Monday, June 8, 2009
Raw Kites - I Can See the Light, I Just Can't Feel It (Bug Incision Records CD-R)
Here's another disc from Chris Dadge's Bug Incision label, and this time around it's Chris in a duet with baritone saxophone/bass clarinetist Shane Krause. With Dadge on percussion, violin and amplified objects, the sound treads toward the starker side usually, never straying too far from what seems to be more or less the signature Bug Incision sound. Sort of a meeting between AACM and AMM I guess...
Broken into eight tracks, the disc actually reads like a series of demos in a lot of ways, showcasing one outtake from a given session before moving on to the next. Which isn't to say that there's not room for the two to expand here; many of the tracks are over five minutes long. Just that the duo play with such conviction that they are able to sustain a given locale long enough to fill those five minutes without losing their grasp.
Take the opening "Dearce," whose clattering percussion and restrained baritone play--sometimes honking, sometimes shimmying across Dadge's violin strums--fill the 7-minutes easily before the following "Dierce" (I suppose another spelling of the same pronunciation of the first track, a theme which runs throughout) gets a tad heavier, Krause's sax now billowing runs of notes behind pitter-pattering kitchen sink percussion. The sound is certainly mobile, but also refreshingly unpretentious or precious. Instead the play is filled with excitement, reading as fun alongside its clearly well conceived and realized ideas. Same goes for "Deirce," (there's that title thing again) which falls into an extremely hushed, albeit active, sonic realm. Nothing here stands out so much despite quite a lot of activity, Krause's horn squeaking above grating violin runs that all sound like they're being played from beneath some giant weighted blanket. Strange and super effective.
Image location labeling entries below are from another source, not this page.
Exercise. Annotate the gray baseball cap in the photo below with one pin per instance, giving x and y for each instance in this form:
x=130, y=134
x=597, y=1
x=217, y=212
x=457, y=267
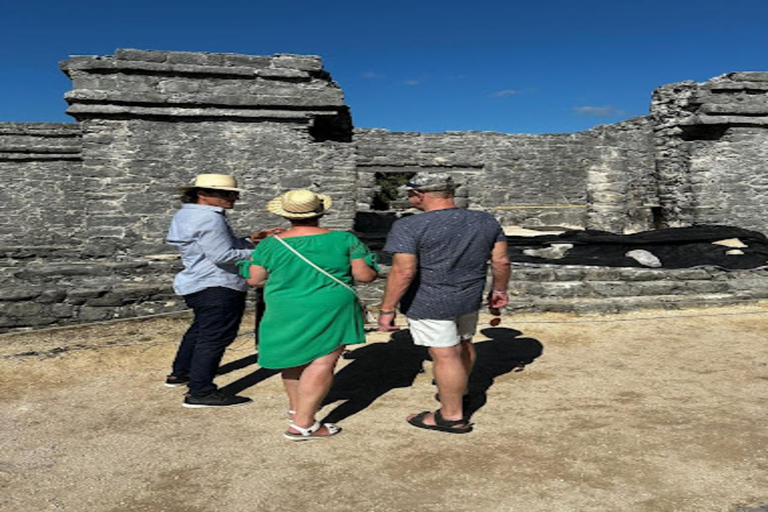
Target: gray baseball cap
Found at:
x=430, y=182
Following that up is "Pearse," "Pearce" and, you guessed it, "Peirce." The first keeps things fairly subdued, slipping into some odd metallic grunts before the second begins quietly before unwrapping itself a tad. Krause's bass clarinet play on the last track is warm though removed, a strange and effective space for the instrument to reside in atop the ruffled percussion of Dadge. "Traice" and "Traese" close the disc with some of the more cohesive material here, really displaying the duo's chops at something resembling straight free jazz, though certainly a bare and explorative example of that genre. Super great, alongside everything else I've heard from the label so far. Limited to 75 too, so grab it quick.